Princeton to reinstate early admission program
Posted February 24, 2011; 11:15 a.m.
Princeton University will reinstate an early admission program, beginning next year with the class that will enter Princeton in September 2012. The single-choice early action program will require applicants to apply early only to Princeton, but will not require them to decide whether to accept Princeton's offer until the end of the regular admission process.
"We have carefully reviewed our single admission program every year, and we have been very pleased with how it has worked," Princeton President Shirley M. Tilghman said. "But in eliminating our early program four years ago, we hoped other colleges and universities would do the same and they haven't. One consequence is that some students who really want to make their college decision as early as possible in their senior year apply to other schools early, even if their first choice is Princeton.
"By reinstating an early program, we hope we can achieve two goals: provide opportunities for early application for students who know that Princeton is their first choice, while at the same time sustaining and even enhancing the progress we have made in recent years in diversifying our applicant pool and admitting the strongest possible class," she added.
In 2006, Princeton announced its intention to adopt a single admission program, shortly after Harvard University announced its intention to eliminate its early action program. At the time, both universities expressed the hope that other universities would follow suit. Only the University of Virginia did so, and it reversed that decision last year. Earlier today, Harvard also returned to an early admission program.
Princeton had some form of early admission program for almost 30 years before it eliminated its early program with the class that entered in September 2008. From 1977 to 1995 it had an "early action" program in which students admitted early did not have to commit to attending Princeton, and in 1996 it switched to an "early decision" program in which students admitted early had to commit to accepting Princeton's offer of admission. Since the elimination of the University's early admission program, the number of applications to Princeton has increased from just under 19,000 to just over 27,000 this year; the number of high schools represented in the applicant pool has increased from 6,881 to 8,658; and the number of applicants from lower-income and minority backgrounds has increased significantly.
"One of our foremost goals in eliminating an early program was to encourage excellent students from a broad array of backgrounds and geographical areas to consider Princeton, and to assure them that their applications would be reviewed with the same care and attention as every other applicant," Dean of Admission Janet Lavin Rapelye said. "Our single admission program helped us to make progress toward those goals, to which we remain fully committed. We are confident we can achieve them while also allowing students who are ready to apply early to do so."
Since one of the purposes of Princeton's early admission program will be to identify applicants for whom Princeton is their first choice, students who apply early will be required to affirm that their only early application is to Princeton. Because Princeton's program will be "early action" rather than "early decision," students who are admitted early will be permitted to apply to other schools through their regular admission processes and to defer decisions about where to enroll until they know all their options. This process also allows students who wish to compare financial aid awards to do so before making final decisions.

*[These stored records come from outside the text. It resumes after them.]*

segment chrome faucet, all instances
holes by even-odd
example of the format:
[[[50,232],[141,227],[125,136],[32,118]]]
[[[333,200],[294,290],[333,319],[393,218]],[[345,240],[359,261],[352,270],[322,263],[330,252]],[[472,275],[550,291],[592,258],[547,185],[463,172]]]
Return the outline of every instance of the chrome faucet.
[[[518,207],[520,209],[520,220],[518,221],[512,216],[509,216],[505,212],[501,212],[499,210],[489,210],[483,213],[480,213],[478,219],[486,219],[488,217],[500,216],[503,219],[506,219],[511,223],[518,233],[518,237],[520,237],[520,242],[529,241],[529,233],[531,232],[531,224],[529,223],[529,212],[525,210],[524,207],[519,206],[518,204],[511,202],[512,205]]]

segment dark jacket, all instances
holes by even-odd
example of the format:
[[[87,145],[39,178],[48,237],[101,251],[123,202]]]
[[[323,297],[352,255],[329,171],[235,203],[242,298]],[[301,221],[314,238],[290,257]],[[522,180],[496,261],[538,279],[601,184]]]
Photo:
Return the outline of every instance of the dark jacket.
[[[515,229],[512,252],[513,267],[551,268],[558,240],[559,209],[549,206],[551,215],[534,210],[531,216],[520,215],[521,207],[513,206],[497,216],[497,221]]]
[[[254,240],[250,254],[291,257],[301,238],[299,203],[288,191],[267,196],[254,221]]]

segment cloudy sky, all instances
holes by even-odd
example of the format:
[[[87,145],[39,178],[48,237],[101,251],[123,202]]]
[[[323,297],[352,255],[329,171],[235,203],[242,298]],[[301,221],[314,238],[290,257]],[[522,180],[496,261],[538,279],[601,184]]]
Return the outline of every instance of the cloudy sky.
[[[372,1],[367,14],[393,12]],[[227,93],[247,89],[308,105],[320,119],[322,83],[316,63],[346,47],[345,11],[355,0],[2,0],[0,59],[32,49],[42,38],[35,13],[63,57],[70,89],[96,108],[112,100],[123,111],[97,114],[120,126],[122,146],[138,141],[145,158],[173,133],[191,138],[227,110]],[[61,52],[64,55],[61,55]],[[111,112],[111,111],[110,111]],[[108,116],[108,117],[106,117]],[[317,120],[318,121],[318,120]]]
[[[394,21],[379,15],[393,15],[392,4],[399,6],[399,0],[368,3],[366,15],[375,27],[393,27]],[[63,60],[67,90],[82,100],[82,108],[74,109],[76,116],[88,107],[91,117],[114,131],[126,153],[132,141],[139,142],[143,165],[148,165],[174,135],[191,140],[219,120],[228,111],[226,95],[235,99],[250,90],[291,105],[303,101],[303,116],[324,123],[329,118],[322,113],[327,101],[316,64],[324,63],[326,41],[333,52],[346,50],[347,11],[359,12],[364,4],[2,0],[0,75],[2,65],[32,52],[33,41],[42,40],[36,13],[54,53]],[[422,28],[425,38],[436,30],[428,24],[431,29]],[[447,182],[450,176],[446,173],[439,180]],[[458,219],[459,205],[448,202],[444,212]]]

The 1,313 Princeton students in this year's freshman class of 2014 were selected from a record 26,247 applicants. Overall, last year Princeton admitted 8.8 percent of its applicants -- the lowest percentage ever. Almost 59 percent of the class is receiving financial aid, which under Princeton's groundbreaking policy requires no loans, and the average grant is $35,157. Nearly 16 percent of the class comes from low-income backgrounds, and nearly 11 percent are the first in their families to attend college.
The class of 2014 includes the largest number of students from minority backgrounds in Princeton's history, with a total of 490 students from American minority groups, representing 37.3 percent of the class, and 141 international students from 47 countries, constituting 10.7 percent of the class. Along with the two previous classes, this year's freshman class is the third in Princeton's history to be evenly balanced in terms of gender.
The decision to reinstate Princeton's early admission program was made by Tilghman, Rapelye and Dean of the College Nancy Weiss Malkiel. The decision was discussed at length with the Executive Committee of the Board of Trustees, which expressed strong support for the decision.